Was kind of thinking similar as well as far as security goes. One of Linux's "safety-nets" to malware is that the majority of software a user would get would be from the respective repository.. not 100% of course but would guess the overwhelming majority. "Portable" programs like these are convenient, but I could easily picture (just as an example) tricking gullible users into installing things, say finding a torrent for Half Life 3 beta or Microsoft Office for Linux. You know it's fake, I know its fake, random clueless guy who decided to try Linux because he saw Steam was available might not, and being a self-contained portable app with no fear of missing dependencies just makes it that much easier. Click click done, infected with a lovely rootkit or popup ads.

Also curious as to relative bloat.. some dependencies can be rather large depending on the program. It can be heavy enough mixing up say GTK and QT stuff, but multiple copies/versions for the various programs? That could get potentially rather fat. WinSxS and the GAC has a similar problem.. absurdly handy, especially if you were around for the 9x days, and at the same time it can get rather piggish with enough programs installed.

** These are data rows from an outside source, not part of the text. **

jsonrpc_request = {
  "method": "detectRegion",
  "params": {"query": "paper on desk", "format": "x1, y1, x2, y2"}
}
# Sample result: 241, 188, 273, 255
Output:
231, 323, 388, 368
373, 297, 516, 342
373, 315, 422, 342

I also get what you're saying about possibly not integrating well too. Portable programs work rather well with Windows as you have a known set of APIs that's available and can easily have your program "fit in".. extremely unlikely you'll find somebody running a different shell than Explorer for example. With Linux you have an absurd number of possibilities to deal with that can potentially cause whatever program to either run perfectly or explode on startup.

On the plus side though it would solve a couple problems too dealing with dependency issues/conflicts.. dependency hell isn't specific to old versions of Windows and can be a pain in the butt depending on the distro.

I can see Canonical's reasoning more or less.. personally I'd be ok with it as long as it's "in addition to" and not "instead of" their existing package management. There if you want/need it, but won't get in your face if you don't.. think something like Chakra's bundle system. One click self-contained installer for "out of repository" programs that doesn't pollute the file system but it's not a replacement of their standard repos.

#21 +Karl L.

Karl L.

    xorangekiller

  • Tech Issues Solved: 15
  • Joined: 24-January 09
  • Location: Virginia, USA
  • OS: Debian Testing

Posted 09 May 2013 - 04:12

There are no dependency problems on Linux so long as you stay within your distribution's repository. Problems occur when you try to grab software outside of the package management system, which Canonical's proposed system would pseudo-fix for closed source programs programs not in the main repository. It's somewhat like their basic premise behind personal package archives, but taken to the next level.

That was not my point with regards to bloat, however. The point of shared libraries is that there is only one copy loaded in memory no matter how many programs are using it. When each application bundles its own copy of a library there will potentially be many copies loaded in memory simultaneously, negating the general performance gain they otherwise would have received from resource sharing. There is also the matter of keeping each dependency up-to-date. Flaws are regularly found in software, and developers are far less likely to keep on top of patches issued to the libraries they are using so long as their application "just works". Whereas the maintainers of libraries and other development packages in a distribution are dedicated to their piece of software and generally keep it updated and secure. Those two points summarize the reasoning behind Debian's policy of banning all software in the main repository from embedding libraries or using internal forks without bulletproof justification to the contrary.